Chad Robertson MediaPaying for major home repairs, such as a leaky roof or broken water heater, definitely isn’t the exciting part of homeownership. If you’re going to spend money, you’d probably much prefer to do something fun, like upgrading your outdoor space or remodeling your kitchen.
Unfortunately, the projects that are the least sexy are also often those that are most critical to do—and fast—yet many homeowners have let them fall by the wayside due to financial issues. According to a recent poll, 43% of homeowners have delayed home improvement or maintenance due to inflation. With residential construction costs up 19%, homeowners are seeing higher costs for some planned (and unplanned) projects.
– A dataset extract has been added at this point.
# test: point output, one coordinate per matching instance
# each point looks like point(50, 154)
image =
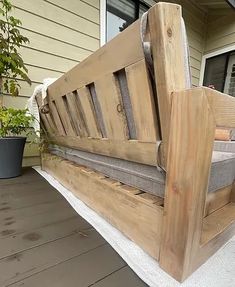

While it makes sense to hold off on big, expensive projects, doing so could actually cost you more in the long run. For example, calling in a pro to fix a water leak early on will probably be less expensive than repairing and replacing things damaged by flooding or mold.
So, you definitely shouldn’t put off major repairs in favor of cosmetic upgrades, and if you have limited funds, you may need to prioritize those repairs over other, unrelated spending. Depending on the repair, you could break down the project into smaller tasks you can tackle over time. You could also look into resources like home equity loans or home equity lines of credit for urgent issues if you don’t have the cash.
How to prioritize home repair projects
This is probably obvious, but structural issues and problems with critical systems like electricity, gas, and plumbing that could cause major damage should be your top priority. These are often emergencies, and they usually require professional help.
Here are a few signs you shouldn’t ignore:
- Buzzing outlets
- Frequent breaker tripping
- Flickering power (such as lights or appliances)
- Gas or burning smells
- Water leaks (stains, wet spots, warping)
- Missing shingles and damaged gutters
Issues with your foundation and framing, as well as leaking windows and doors, also generally necessitate quick (and costly) repairs.
Let’s say you don’t have any major repairs to make (that you know of) and you want to invest in upgrades or cosmetic changes. Use caution if you don’t have some cash in an emergency fund or a way to finance surprise repairs. It’d be a bummer to spend all of your money on a bathroom remodel only to find out your roof needs replacing. When prioritizing upgrades, you’ll want to consider both your current quality of life, as well as the potential return on investment if you plan to sell.
Finally, prevention may offer protection when it comes to home maintenance. Use a checklist and add to-dos and service appointments to your calendar so you catch issues early.